И чем-то жутко симпатичным на меня повеяло от этой бытовой житейской эпопеи. Ты покойся с миром, Беня Фридман, замечательно и с толком прожил ты свою простую жизнь.
Но тут пора и в год Собаки обратиться.
Сейчас пошло естественное время расставаний в нашем оголтелом поколении, и в феврале ушёл из жизни Сева Вильчек. Мы с ним продружили почти сорок лет. Умнее человека в жизни я ещё не повстречал. Нет, я неправильное выбрал слово: ум – понятие практическое, прикладное, Сева Вильчек – мудрым был. Той генетической, наследственной, национальной мудростью, которая так подвела евреев в обезумевшее время, наступившее в России. Сева хоть родился много позже, но и комсомольское, а после и партийное очарование – сполна и бурно пережил. А как очнулся, замечательную книгу написал, вся суть её понятна из названия: «Прощание с Марксом». Он, разумеется, тайком её писал, и свет она увидела не сразу и не скоро. Говорили мне, что даже в университетах как учебное пособие она читается, а при издании – почти что незамеченной прошла, у всех уже кружились головы от позднего, дозволенного сверху понимания трагедии вчерашней. А после он её переписал, назвал иначе («Алгоритмы истории»), но уже вся жизнь его катилась по пути не письменного творчества. Он был мозговым центром тех каналов телевизионных (НТВ, а после – ТВ-6), которые так поспешили задушить хозяева сегодняшней российской жизни. А ушёл он истинно по-римски. У него такой букет болезней был, что каждая мешала вылечить другую, и выбраться из этого узла врачи не знали как. А Сева уже встать не мог и голову с трудом приподнимал. Тогда жену он снарядил поехать по делам куда-то, санитарку отослал из комнаты своей и дотянулся до ружья, висевшего в ногах возле кровати.
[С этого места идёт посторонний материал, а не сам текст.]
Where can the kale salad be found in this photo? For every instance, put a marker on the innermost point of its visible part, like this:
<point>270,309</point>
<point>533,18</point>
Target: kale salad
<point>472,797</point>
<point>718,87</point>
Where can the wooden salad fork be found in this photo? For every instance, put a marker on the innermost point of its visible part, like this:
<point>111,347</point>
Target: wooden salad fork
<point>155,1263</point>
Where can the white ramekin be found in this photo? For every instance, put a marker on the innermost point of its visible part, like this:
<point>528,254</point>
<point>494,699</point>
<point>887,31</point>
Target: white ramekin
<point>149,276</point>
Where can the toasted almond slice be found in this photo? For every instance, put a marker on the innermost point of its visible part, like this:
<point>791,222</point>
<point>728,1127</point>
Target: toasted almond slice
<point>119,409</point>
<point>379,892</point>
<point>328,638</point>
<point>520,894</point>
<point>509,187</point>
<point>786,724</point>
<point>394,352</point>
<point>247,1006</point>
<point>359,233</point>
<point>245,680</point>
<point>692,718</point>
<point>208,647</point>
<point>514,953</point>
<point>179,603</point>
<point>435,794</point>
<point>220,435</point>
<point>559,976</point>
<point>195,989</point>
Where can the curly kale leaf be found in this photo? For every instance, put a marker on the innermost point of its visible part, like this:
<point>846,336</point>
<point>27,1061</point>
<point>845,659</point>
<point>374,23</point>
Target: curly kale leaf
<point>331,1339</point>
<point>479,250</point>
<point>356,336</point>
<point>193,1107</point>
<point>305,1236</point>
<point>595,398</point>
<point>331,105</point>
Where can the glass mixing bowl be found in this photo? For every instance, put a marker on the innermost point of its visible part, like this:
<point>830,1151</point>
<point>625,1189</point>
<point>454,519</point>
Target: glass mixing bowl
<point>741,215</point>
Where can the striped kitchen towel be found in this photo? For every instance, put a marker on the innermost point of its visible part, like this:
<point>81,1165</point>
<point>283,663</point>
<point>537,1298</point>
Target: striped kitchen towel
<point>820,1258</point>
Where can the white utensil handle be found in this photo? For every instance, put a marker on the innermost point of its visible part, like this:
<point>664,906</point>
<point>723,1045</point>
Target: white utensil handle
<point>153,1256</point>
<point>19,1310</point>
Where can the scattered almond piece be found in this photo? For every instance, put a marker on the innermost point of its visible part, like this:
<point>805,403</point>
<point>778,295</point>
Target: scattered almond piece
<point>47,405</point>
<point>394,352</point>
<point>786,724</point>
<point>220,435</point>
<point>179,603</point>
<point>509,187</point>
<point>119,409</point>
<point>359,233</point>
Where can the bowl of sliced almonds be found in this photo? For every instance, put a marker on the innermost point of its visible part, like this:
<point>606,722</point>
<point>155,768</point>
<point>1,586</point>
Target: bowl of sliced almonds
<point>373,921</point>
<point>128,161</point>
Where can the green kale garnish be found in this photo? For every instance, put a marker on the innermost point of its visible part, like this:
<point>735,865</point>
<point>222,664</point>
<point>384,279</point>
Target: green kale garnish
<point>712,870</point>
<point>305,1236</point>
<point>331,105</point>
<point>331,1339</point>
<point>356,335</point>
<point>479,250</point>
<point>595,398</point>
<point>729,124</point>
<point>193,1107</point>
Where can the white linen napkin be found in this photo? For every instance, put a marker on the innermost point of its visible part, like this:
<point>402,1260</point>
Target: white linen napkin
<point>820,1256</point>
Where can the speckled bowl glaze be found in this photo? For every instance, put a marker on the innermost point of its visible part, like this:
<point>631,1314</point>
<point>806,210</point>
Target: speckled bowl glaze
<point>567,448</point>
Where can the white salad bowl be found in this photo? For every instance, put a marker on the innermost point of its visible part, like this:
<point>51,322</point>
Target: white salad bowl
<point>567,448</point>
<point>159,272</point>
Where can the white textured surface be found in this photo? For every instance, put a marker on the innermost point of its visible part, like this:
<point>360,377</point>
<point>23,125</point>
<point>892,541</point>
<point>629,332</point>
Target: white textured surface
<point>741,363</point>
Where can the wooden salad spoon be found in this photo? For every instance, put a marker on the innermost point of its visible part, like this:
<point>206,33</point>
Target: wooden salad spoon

Месяца за три до его смерти мы с ним выпивали, вспоминая, как у него обыск был, когда меня арестовали, и как нам было интересно в те шальные времена. И он рассказывал, как он сейчас, глубокий инвалид, летает непрерывно в Грузию, налаживая (с полного нуля) телеканал по прихоти живущего в Тбилиси олигарха.
Я обязан Севе Вильчеку не только многолетней дружбой, но и многими четверостишиями, сочинёнными в те годы. А точнее – за то время, что читал он мне куски из книги, о которой я уже упоминал. Севино чтение – а слушал я внимательно и напряжённо, потому что многое не сразу понимал, – меня ввергало в странное и благостное состояние: пассивным вдохновением назвал бы я его, не бойся я высоких оборотов речи. Какие-то отдельные слова меня вдруг властно побуждали записать их на клочке бумаги наскоро, поскольку непреложно ощущал я, что они мне скоро пригодятся для какого-то стишка. А чуть позже – к ночи ближе или утром – непременно вылеплялись новые стишки с записанными этими словами. Как будто суть и соль стишка тянулись к запаху и звуку этих одиноких слов, стремясь обволокнуть их четырьмя строками текста. Да, конечно, выпивали мы в процессе чтения, но очень понемногу, и не эти две-три рюмки так меня прекрасно заводили.
Кстати, Сева сам отменно рифмовал. На его в конце концов вышедшей и подаренной нам с Татой книжке была такая надпись:
Мы теперь с великими на «ты»,
и судьбой дарована отныне
нам взамен публичной немоты —
гласность вопиющего в пустыне.
А даря нам уже третье её издание (полным-полно там было новых идей), он глумливо писал:
Не будь я евреем преклонных годов,
без тени сомнения, братцы,
я русский подвызубрить был бы готов,
чтоб в мыслях своих разобраться.
Я от него за годы дружбы услыхал настолько много разного и всякого, что до сих пор спохватываюсь изредка: а я откуда это знаю? И немедля вспоминаю, что от Севы. Нет, это касается не только всяческих идей и фактов, но и забавных баек, в Севиных устах звучавших со значительностью притчи. Господи, а сколько их я вставил в мои книжки! И ни разу их происхождение от Севы я не обозначил. Не по свинству дружеского небрежения, а просто это был фольклор, неотличимый от всего, что слышал я от поездных попутчиков, соседей по гостиничному номеру, в бесчисленных застольях тех годов.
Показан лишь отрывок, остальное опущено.